Publié le 9 octobre 2025 à 12h51. Les dirigeants de l’industrie automobile allemande ont rencontré le chancelier pour tenter de relancer un secteur en crise, malgré l’annonce récente de nouvelles incitations à l’achat de véhicules électriques qui peinent à convaincre.
- L’indice du climat des affaires de l’industrie automobile allemande, publié par l’institut ifo, a chuté en septembre, signalant une détérioration de la confiance des entreprises.
- Les constructeurs automobiles expriment leur déception face au manque de réformes structurelles significatives de la part du gouvernement pour améliorer la compétitivité du pays.
- De nouvelles aides à l’achat de véhicules électriques ont été annoncées, ciblant principalement les ménages à revenus modestes et moyens.
La rencontre au sommet, qui a rassemblé les chefs de file de l’industrie et les représentants du gouvernement, intervient dans un contexte de morosité persistante pour le secteur automobile allemand. L’institut ifo a révélé que son indice du climat des affaires pour l’industrie automobile a reculé à -21,5 points en septembre, après une brève amélioration en juillet et août. Cette baisse est principalement due à des anticipations pessimistes concernant l’évolution future des affaires.

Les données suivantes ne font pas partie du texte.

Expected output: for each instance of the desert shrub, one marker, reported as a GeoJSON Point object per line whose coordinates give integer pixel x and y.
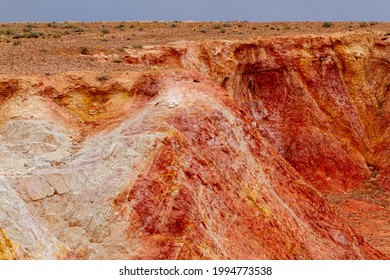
{"type": "Point", "coordinates": [11, 31]}
{"type": "Point", "coordinates": [33, 34]}
{"type": "Point", "coordinates": [78, 29]}
{"type": "Point", "coordinates": [84, 50]}
{"type": "Point", "coordinates": [102, 78]}
{"type": "Point", "coordinates": [27, 29]}
{"type": "Point", "coordinates": [327, 24]}
{"type": "Point", "coordinates": [137, 46]}
{"type": "Point", "coordinates": [69, 26]}
{"type": "Point", "coordinates": [117, 60]}
{"type": "Point", "coordinates": [18, 36]}
{"type": "Point", "coordinates": [17, 43]}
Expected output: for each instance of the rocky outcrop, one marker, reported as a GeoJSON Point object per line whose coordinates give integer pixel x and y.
{"type": "Point", "coordinates": [224, 151]}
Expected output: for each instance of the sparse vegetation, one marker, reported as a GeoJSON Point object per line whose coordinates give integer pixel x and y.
{"type": "Point", "coordinates": [327, 24]}
{"type": "Point", "coordinates": [117, 60]}
{"type": "Point", "coordinates": [57, 35]}
{"type": "Point", "coordinates": [138, 46]}
{"type": "Point", "coordinates": [28, 28]}
{"type": "Point", "coordinates": [17, 43]}
{"type": "Point", "coordinates": [84, 50]}
{"type": "Point", "coordinates": [18, 36]}
{"type": "Point", "coordinates": [11, 31]}
{"type": "Point", "coordinates": [121, 25]}
{"type": "Point", "coordinates": [102, 78]}
{"type": "Point", "coordinates": [78, 29]}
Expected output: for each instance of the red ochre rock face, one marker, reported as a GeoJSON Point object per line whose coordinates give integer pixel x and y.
{"type": "Point", "coordinates": [226, 150]}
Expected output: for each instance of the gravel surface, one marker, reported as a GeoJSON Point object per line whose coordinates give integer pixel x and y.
{"type": "Point", "coordinates": [100, 46]}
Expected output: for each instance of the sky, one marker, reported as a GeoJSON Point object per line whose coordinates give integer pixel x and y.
{"type": "Point", "coordinates": [195, 10]}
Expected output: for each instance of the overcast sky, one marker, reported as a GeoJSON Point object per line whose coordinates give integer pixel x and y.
{"type": "Point", "coordinates": [197, 10]}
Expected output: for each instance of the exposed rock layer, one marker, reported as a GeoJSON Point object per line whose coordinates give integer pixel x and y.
{"type": "Point", "coordinates": [226, 154]}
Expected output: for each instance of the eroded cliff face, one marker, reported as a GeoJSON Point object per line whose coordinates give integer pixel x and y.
{"type": "Point", "coordinates": [225, 150]}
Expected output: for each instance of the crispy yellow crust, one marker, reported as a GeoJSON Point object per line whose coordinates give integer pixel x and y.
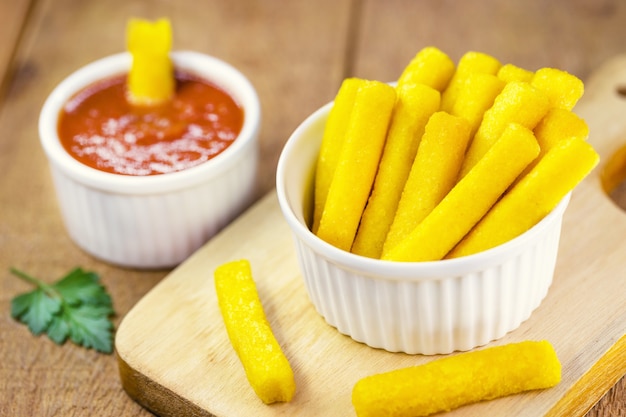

Anita Wölfl, experte de l’institut ifo, explique que ce recul laisse entrevoir « les premiers signes de déception à l’égard du nouveau gouvernement fédéral ». Les entreprises du secteur espéraient des réformes structurelles ambitieuses pour renforcer la compétitivité de l’Allemagne, mais ces attentes ne se sont pas encore concrétisées, même après le récent sommet gouvernemental qui n’a pas abouti à un consensus sur l’interdiction des moteurs à combustion interne à partir de 2035.
L’industrie automobile allemande, qui emploie 770 000 personnes, est confrontée à une crise depuis plusieurs années. La plupart des constructeurs enregistrent une baisse de leurs bénéfices et sont contraints de réduire leurs effectifs. Les ventes de véhicules électriques, en particulier, peinent à décoller. Le gouvernement a toutefois annoncé de nouvelles incitations à l’achat de voitures électriques, destinées principalement aux ménages à revenus modestes et moyens.
Hildegard Müller, présidente de la Verband der Automobilindustrie (VDA), l’association allemande des constructeurs automobiles, avait précédemment appelé à donner « un nouvel élan » à la mobilité électrique dans le journal Bild. Elle a souligné que les faibles taux d’adoption des véhicules électriques sont liés à un manque d’infrastructures de recharge, au coût élevé de l’électricité et à un manque de sécurité juridique concernant la taxe sur les véhicules.
L’experte automobile Ferdinand Dudenhöffer a plaidé pour mettre fin au débat sur l’interdiction des moteurs à combustion interne d’ici 2035, au moins pour les huit prochaines années. Elle a déclaré à Bild : « Nous ne pouvons pas créer d’incertitude chez les acheteurs, les constructeurs automobiles et les fournisseurs avec des allers-retours constants. Cela mettrait en péril notre site industriel. »
Malgré le recul général de l’indice du climat des affaires, les perspectives d’exportation de l’industrie automobile ont augmenté pour atteindre 16,7 points, leur niveau le plus élevé depuis avril 2023. Cependant, Anita Wölfl précise que cette amélioration ne peut être attribuée à une situation commerciale internationale plus stable, mais reflète plutôt la faiblesse persistante de l’économie allemande dans son ensemble.